The falling-out began months ago and has included dissatisfaction with administrators' salaries, cost overruns and a lack of communication with city officials.
"Information and communication is key to this relationship," said Councilman Randy Purvis, noting that even Monday's monthly report wasn't received ahead of time.
"You whip 15 slides past me," Purvis said, "and I'm put in a position to draw the conclusion I'm led to draw."
He called Memorial's communications "irregular, inconsistent and at times completely lacking."
"As a member of council, to fulfill my duty, I can't be blindsided," he said. The council approves Memorial's budget and appoints the board that oversees the hospital administrators.
Said Mayor Lionel Rivera, "We don't like being surprised."
The tongue-lashing came two weeks after Councilman Jerry Heimlicher suggested the city consider selling Memorial and asked the city attor- ney to research the legal hoops.
Council members have been upset for months after city audits found weaknesses and policy lapses, such as cost overruns on Memorial's construction projects and its failure to secure a contract with the architect until the work was nearly finished.
More recently, some council members were perturbed about not learning about the hiring of CEO Larry McEvoy until a day after The Gazette reported it. Some also don't approve of his being hired at an annual salary of $550,000, about $100,000 more than his longtime predecessor, Dick Eitel.

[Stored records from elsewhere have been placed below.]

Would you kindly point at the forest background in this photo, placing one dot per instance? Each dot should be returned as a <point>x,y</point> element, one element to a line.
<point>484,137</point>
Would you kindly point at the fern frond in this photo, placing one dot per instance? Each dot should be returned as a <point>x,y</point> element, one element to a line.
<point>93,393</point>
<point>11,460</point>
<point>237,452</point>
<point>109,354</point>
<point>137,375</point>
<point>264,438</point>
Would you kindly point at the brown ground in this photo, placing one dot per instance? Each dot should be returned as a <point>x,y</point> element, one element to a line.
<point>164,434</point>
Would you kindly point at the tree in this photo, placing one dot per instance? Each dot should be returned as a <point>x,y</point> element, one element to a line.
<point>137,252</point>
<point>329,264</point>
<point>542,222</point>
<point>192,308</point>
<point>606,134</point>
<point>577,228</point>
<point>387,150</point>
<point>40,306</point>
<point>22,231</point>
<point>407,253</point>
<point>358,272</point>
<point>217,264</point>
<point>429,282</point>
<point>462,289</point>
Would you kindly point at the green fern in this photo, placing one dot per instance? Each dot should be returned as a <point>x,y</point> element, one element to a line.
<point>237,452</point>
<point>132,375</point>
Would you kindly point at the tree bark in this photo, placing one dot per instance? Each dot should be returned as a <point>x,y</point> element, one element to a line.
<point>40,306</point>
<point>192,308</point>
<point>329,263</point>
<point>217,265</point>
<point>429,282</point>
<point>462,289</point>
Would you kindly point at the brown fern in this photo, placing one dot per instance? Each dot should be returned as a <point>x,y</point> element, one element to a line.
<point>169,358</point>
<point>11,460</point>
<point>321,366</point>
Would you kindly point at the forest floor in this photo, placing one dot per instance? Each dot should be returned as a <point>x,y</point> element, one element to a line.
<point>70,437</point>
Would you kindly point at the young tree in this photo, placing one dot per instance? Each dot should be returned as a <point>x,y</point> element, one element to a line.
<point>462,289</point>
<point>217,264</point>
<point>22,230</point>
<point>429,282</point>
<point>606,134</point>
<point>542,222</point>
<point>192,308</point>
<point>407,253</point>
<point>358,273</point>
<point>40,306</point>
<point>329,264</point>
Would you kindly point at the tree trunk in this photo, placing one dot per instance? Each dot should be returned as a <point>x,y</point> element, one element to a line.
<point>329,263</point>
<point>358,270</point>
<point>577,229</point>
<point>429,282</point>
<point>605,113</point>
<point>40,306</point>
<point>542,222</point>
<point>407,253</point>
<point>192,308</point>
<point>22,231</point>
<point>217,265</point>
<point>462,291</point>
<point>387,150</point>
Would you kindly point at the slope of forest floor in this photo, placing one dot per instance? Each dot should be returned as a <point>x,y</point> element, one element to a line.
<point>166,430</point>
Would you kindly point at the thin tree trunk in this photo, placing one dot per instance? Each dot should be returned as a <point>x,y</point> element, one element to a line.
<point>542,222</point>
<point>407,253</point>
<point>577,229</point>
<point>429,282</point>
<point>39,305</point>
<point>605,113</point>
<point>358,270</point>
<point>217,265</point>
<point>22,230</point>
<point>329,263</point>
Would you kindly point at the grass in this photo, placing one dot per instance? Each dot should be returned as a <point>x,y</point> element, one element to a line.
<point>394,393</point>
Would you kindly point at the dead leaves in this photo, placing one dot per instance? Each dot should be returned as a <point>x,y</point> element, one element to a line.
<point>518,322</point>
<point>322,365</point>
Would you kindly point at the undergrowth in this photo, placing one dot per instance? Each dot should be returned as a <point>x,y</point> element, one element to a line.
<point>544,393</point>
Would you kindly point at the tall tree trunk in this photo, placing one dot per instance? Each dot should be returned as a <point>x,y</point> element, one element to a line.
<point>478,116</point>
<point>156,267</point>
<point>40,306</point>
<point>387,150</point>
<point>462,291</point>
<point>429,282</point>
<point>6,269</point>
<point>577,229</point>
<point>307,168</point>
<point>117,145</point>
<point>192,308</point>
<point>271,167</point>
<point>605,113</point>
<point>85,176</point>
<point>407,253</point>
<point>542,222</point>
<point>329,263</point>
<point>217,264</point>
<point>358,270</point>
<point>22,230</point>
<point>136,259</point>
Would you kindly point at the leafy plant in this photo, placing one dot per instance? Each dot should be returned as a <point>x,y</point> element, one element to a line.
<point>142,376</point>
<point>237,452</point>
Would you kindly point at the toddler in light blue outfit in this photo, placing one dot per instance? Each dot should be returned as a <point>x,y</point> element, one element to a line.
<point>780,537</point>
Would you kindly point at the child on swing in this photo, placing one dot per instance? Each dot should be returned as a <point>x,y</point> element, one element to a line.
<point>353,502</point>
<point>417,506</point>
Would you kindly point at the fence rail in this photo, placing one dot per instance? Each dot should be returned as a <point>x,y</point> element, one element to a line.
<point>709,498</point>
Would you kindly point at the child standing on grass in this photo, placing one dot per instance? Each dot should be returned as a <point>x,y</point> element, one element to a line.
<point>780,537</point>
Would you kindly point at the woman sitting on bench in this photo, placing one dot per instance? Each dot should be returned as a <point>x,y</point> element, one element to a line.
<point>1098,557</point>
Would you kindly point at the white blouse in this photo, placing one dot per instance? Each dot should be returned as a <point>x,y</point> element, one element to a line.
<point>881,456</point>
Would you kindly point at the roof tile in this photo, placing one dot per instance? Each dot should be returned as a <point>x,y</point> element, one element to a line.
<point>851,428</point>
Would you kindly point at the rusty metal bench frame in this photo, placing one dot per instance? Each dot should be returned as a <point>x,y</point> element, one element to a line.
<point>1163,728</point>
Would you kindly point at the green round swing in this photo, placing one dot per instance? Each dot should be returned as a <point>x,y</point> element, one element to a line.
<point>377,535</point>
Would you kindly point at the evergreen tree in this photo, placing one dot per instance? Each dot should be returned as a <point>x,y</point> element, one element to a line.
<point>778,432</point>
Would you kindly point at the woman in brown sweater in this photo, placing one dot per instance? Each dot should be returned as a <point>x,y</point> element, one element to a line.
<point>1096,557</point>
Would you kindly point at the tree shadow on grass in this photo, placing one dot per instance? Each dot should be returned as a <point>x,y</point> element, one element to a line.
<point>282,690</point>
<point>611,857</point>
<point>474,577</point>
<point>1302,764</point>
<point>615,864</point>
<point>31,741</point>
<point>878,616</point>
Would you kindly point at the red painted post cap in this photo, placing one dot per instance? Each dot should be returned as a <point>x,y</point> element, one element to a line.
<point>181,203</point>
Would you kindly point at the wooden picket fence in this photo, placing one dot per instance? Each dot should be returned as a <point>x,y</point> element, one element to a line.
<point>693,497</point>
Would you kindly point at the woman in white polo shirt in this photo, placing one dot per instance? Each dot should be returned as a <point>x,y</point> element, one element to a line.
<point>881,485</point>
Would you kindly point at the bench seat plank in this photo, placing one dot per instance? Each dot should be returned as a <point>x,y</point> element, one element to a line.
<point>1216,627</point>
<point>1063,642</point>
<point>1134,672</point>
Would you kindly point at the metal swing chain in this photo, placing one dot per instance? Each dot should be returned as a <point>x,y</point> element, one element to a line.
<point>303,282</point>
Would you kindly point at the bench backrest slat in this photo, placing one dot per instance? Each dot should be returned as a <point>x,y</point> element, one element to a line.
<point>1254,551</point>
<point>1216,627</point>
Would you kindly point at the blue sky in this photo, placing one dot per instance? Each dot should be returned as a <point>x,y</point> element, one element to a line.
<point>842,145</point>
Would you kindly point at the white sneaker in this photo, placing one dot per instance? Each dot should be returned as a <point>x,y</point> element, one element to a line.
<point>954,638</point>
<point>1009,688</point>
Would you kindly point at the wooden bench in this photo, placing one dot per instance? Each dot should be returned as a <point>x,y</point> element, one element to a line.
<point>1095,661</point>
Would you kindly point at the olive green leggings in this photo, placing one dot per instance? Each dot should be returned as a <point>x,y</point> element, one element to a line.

A major point of contention is Memorial's growing burden of care that's not paid for, including charity care and the gap between normal hospital charges and reimbursements from insurance companies, Medicare, Medicaid and Tricare. That figure reached $65.6 million last year.
The council is forming a committee to study the problem and recommend action.
Heimlicher, Purvis and Jan Martin will represent the council. Three Memorial board members and five citizens will round out the 11-member panel.
Rivera said that although he served on the selection committee that chose McEvoy, he called McEvoy's salary "unreasonable" for a public hospital administrator and fears it will drive other Memorial executive salaries up.
"I wish there was a way to bring them down across the board," he said, acknowledging that the salary was based on a compensation survey.
Hospital board Chairman Mike Edmonds assured the council that board members are working on a governance proposal and a communications plan to present at a joint meeting with the council in late July.
"We take your comments and constructive criticism very seriously," he said.